[这个问题不是让你的LDAP密码来validation你的SSHlogin。 我们工作得很好,谢谢:-)]
假设您在Linuxnetworking上(Ubuntu 11.10,slapd 2.4.23),您需要编写一套使用ldapmodify,ldapadd,ldapdelete等的实用程序。 你没有Kerberos,也不想处理它的超时(大多数用户不知道如何解决这个问题),怪癖等等。
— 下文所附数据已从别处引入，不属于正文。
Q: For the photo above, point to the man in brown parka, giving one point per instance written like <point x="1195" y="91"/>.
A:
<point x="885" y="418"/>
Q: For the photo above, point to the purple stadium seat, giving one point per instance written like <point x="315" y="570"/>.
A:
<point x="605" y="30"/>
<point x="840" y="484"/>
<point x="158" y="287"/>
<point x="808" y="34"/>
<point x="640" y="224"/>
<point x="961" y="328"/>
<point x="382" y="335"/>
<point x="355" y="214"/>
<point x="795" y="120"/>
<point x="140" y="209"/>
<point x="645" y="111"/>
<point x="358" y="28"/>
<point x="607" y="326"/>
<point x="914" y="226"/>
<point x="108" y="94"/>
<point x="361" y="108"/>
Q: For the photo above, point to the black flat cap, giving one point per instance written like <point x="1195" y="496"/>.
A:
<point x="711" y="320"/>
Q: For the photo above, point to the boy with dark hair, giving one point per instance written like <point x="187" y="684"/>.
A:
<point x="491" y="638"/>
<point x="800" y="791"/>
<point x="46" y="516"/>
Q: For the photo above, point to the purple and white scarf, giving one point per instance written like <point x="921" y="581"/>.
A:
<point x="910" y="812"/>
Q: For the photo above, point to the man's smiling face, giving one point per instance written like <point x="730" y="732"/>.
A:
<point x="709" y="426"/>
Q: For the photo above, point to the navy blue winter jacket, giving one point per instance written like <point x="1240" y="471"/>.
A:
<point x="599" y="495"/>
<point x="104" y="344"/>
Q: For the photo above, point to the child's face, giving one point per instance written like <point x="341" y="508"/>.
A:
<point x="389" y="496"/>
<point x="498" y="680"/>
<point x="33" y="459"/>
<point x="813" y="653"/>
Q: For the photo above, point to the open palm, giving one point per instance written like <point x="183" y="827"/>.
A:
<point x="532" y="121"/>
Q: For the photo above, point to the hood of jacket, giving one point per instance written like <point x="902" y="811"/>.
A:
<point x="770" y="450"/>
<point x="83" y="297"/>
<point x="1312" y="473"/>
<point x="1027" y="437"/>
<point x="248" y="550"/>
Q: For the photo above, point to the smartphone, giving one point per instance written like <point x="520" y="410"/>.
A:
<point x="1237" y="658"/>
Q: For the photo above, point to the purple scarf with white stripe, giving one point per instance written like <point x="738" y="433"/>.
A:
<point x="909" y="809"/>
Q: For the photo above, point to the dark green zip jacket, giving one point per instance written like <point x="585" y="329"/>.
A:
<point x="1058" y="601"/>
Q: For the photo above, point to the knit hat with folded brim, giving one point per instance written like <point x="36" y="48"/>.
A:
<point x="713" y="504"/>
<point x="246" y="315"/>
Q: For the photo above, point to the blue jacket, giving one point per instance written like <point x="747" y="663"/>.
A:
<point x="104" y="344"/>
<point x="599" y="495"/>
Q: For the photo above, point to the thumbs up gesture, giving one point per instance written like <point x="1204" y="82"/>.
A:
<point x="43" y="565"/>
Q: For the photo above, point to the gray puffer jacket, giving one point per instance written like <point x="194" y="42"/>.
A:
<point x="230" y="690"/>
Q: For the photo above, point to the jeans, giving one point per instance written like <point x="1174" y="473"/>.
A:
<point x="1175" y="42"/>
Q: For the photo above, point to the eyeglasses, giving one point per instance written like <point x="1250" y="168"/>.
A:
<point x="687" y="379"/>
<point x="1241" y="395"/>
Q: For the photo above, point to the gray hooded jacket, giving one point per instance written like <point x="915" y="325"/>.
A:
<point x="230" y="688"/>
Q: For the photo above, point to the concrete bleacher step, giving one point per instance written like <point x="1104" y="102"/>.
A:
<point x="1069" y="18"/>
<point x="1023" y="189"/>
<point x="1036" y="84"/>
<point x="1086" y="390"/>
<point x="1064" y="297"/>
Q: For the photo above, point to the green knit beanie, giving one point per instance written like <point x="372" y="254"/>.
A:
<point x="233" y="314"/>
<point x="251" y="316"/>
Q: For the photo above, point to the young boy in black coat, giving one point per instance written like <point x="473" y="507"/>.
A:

这就解决了问题,在哪里可以获得提供给LDAP,可能通过GSSAPI–尽pipe在那里占主导地位,技术上不需要Kerberos,或者类似的东西。
然而,几乎每个人似乎都有一个SSH代理程序,并完成其密钥caching。 我真的很喜欢ssh-add足以允许使用无密码的LDAP命令。
有谁知道使用SSH代理作为LDAP身份validation源的项目吗? 这可能是通过一个ssh感知的GSSAPI层,或者我没有想到的其他一些技巧。 但是,让LDAP变得毫不费力,这将是美好的。 假设我不是完全错过了使用ldapmodify和kin而不必键入我的LDAP密码的方法 – 使用-x是不可接受的。
在我的站点上,LDAP服务器只接受ldaps连接,并需要authentication修改操作。 当然这些都是要求。
OpenLDAP使用SASL进行身份validation。 SASL不理解ssh-keys。
但是,SASL确实拥有TLS库的挂钩。 您应该可以使用具有客户端证书的 SASL EXTERNAL TLS来执行所需的操作。 您可能还必须修改您的ACL或您的身份validation映射 。
在Kerberos上:
– 如果超时你的意思是clockskew,这就是NTP的目的。
– 如果你的意思是票到期,那么你会想要使用kstart 。